Connecticut Retirement Plans and Trust Funds (CRPTF) is considering investing in Landmark Partners’ latest real estate ‘secondaries’ fund, which is in the market to raise $2bn (€1.79bn).
The pension fund is mulling a $65m commitment to the Landmark Real Estate Fund VIII, according to one of its board meeting documents.
CRPTF commited $40m to the fund’s predecessor in 2015, an investment that generated a net internal rate (IRR) of 36.7% by the end of 2016.
The new fund is targeting a net IRR of 14% to 16%.
Both funds buy interests in real estate funds, joint ventures and other investment vehicles on the secondary market.
CRPTF said the funds are in a position to capitalise on liquidity issues among real estate funds launched in the years leading up to the global financial crisis in 2008.
Sellers can be motivated by a range of factors, it said, and represent a diverse group of investors, including endowments, foundations, public pension funds, and financial institutions.
As reported by IPE Real Estate earlier this year, an estimated $5bn (€4.7bn) is being raised for real estate secondaries strategies.

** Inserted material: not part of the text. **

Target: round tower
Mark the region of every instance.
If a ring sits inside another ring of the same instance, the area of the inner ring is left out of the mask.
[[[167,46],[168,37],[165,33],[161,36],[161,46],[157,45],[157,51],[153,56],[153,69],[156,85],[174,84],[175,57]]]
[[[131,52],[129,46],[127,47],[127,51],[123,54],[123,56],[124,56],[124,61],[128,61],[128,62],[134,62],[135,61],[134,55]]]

According to CRPTF, Landmark is seeking to raise a $2bn for Fund VIII and has a ‘hard cap’ of $2.75bn.
Landmark, which did not comment, is understood to have completed two rounds of fundraising, securing $260m in December last year, and a further $245m in February 2017.
In December 2016, IPE Real Estate reported that the Nebraska Investment Council has committed $40m to the fund.
A final close is expected later this year.
CRPTF is placing the investment into the opportunistic part of its real estate portfolio.
The pension fund aims to have 25% of the portfolio in opportunistic investment. At the end of 2016, its opportunistic investments represented 21.9%.